Entretien avec Jabbar de la Nouvelle-Orléans

Prison Break et combat Rap

Jean-Pierre Labarthe , le 16 janvier

Jean-Pierre Labarthe part à la rencontre de Jabbar, membre du groupe Lousy Human Bastards !. Histoire de revenir sur son enfance, ses influences et son rapport à la Nouvelle Orléans.

« Rien n’est gratuit en ce bas monde. Tout s’expie, le bien comme le mal, se paie tôt ou tard. Le bien c’est beaucoup plus cher forcément. »
– L-F Céline

Orphelin de son père dès son plus jeune âge, c’est entre récente incarcération à digérer et combat Rap que Jabbar Walker aka Westbank Bar est en train d’acquérir un petit statut underground dans la banlieue proche d’Atlanta. Comme l’exprime Luv Don’t Live Here lourd en texte psychanalytique, Jabbar à la rancune tenace envers son daron emprisonné pour meurtre, l’accusant de ne lui avoir offert aucune opportunité tangible sinon de l’avoir laissé en carafe sur l’aire prolétarienne de Westbank, là-bas sur les terres des MC Thick, Tre-8 et Tim Smooth, de l’autre côté du fleuve.

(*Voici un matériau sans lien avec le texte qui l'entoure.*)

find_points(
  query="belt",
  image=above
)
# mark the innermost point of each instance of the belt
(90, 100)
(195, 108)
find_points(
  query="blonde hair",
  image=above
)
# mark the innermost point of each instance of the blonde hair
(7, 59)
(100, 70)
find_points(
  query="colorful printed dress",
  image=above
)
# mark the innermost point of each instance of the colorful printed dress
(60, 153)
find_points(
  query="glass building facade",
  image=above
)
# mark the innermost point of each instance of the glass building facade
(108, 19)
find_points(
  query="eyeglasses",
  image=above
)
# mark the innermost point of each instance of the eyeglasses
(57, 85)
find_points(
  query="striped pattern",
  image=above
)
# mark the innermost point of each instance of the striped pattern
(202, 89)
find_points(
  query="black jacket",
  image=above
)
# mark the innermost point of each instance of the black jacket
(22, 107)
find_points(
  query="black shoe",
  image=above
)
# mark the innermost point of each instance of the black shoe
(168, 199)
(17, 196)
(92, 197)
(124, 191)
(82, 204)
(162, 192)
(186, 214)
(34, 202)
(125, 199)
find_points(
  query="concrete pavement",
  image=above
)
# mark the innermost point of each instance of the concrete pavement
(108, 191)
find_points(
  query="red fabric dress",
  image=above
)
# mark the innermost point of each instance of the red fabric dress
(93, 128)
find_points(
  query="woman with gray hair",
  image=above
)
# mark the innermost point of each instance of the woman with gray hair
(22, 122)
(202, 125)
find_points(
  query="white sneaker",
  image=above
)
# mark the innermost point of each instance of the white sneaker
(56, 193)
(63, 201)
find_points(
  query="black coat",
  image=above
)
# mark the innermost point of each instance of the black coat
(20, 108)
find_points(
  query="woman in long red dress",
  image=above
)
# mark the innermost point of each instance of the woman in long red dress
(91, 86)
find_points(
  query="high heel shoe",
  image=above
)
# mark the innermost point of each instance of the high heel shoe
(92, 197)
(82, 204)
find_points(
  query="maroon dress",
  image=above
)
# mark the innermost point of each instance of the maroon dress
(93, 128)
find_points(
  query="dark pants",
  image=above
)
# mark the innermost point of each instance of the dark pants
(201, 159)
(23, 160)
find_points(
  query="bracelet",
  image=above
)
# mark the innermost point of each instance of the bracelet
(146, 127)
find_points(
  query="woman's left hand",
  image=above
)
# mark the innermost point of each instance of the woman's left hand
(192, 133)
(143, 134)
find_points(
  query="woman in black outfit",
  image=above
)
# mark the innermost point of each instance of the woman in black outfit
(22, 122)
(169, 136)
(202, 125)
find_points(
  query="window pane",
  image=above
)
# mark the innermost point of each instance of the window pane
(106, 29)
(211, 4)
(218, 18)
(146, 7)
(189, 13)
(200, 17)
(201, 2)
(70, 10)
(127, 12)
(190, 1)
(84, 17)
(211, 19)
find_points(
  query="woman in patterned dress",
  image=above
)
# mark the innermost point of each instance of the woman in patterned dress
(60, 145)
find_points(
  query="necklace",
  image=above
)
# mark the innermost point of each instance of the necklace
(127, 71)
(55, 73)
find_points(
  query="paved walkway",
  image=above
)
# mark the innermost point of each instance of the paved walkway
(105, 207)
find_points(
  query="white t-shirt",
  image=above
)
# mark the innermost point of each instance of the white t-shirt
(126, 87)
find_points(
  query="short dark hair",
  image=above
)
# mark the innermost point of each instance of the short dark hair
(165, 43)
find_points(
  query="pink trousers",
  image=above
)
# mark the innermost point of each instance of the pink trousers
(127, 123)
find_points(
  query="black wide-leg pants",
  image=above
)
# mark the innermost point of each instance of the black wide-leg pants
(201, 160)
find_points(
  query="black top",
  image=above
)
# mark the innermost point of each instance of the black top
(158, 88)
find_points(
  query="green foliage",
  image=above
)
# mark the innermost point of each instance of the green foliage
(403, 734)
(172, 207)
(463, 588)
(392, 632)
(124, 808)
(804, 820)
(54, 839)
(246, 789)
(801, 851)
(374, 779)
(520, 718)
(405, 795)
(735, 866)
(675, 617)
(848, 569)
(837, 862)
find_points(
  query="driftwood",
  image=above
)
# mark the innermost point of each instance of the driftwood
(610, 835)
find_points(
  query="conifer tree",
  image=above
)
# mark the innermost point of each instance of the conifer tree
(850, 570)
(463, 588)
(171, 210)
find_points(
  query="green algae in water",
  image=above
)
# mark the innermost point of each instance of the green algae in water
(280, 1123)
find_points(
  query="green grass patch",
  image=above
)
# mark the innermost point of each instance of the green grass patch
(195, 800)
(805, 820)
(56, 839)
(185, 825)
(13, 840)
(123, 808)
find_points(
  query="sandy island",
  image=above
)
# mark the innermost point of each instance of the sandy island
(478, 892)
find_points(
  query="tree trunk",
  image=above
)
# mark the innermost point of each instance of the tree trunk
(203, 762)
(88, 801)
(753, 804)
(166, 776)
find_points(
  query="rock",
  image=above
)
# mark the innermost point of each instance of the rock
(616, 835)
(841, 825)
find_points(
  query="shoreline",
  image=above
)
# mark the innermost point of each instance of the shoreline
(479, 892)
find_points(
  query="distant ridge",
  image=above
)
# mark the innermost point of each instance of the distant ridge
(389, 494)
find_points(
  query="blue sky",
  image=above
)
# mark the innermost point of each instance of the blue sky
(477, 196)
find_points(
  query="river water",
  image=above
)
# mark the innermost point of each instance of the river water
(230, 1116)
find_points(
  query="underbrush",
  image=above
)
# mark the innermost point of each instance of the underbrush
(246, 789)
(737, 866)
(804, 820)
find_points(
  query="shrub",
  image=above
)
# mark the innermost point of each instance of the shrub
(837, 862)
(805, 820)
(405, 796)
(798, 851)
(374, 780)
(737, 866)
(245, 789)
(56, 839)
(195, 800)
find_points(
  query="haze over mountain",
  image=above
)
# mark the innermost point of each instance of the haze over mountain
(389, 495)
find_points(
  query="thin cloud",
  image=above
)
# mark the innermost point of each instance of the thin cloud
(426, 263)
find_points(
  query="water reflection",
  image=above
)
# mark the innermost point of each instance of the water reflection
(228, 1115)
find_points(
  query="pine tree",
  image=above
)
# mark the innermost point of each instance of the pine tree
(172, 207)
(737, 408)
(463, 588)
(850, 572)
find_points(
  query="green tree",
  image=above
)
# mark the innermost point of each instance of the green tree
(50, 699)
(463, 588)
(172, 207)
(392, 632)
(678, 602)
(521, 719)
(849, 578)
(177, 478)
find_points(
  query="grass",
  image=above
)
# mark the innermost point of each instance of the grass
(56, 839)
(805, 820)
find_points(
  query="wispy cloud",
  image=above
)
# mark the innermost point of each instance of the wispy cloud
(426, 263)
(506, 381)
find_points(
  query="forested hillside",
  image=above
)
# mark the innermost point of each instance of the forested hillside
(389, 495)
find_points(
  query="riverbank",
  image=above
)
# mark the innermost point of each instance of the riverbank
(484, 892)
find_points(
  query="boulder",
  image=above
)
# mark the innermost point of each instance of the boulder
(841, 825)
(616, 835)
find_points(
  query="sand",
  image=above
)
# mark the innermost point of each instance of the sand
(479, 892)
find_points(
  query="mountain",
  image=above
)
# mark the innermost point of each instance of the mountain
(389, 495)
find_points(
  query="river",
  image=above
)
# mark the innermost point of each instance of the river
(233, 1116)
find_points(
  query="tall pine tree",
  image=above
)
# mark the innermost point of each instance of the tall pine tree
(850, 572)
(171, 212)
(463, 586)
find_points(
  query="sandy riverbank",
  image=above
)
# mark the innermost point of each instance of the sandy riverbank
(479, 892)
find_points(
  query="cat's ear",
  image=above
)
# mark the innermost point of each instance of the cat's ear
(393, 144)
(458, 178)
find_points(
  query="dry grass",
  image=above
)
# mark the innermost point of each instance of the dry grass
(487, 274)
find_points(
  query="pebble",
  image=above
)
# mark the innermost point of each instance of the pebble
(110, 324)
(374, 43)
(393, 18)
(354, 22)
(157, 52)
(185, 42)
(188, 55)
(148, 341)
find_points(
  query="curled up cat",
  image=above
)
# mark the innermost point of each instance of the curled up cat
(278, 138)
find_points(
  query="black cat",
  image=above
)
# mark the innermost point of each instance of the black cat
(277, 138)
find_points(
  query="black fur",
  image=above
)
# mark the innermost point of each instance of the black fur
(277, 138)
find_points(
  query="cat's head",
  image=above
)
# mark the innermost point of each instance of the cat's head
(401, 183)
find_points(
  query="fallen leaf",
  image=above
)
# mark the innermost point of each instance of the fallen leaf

En définitive, cette amertume de nature œdipienne a fait le lit d’une motivation sans bornes. Puisant 100% de son énergie dans ce drame filial, Jabbar dégaine son flow et lâche la purée avec la concision d’un pasteur en chaire : I hustle better when I’m under pressure / The Lord is my shepherd, so we losing never / I’m a successor, you just a confessor / I keep a suppressor for any endeavor.

Né à la Nouvelle-Orléans (Gretna), ancienne poudrière reconvertie en décorum bon marché pour séries TV, Jabbar, devenu un membre de Lousy Human Bastards composé de quelques seconds violons obscurs - Snubnose Frankenstein, Mitch Gone Mad & Seawright - a récemment emménagé dans la banlieue d’Atlanta (cf. Douglasville) nouvellement acquise aux fulgurances des Lil Yachty, 21 Savage et Playboi Carti, lesquels jouent avec l’aphorisme reggae qui dit qu’il n’y a pas de vérité, seulement des avatars.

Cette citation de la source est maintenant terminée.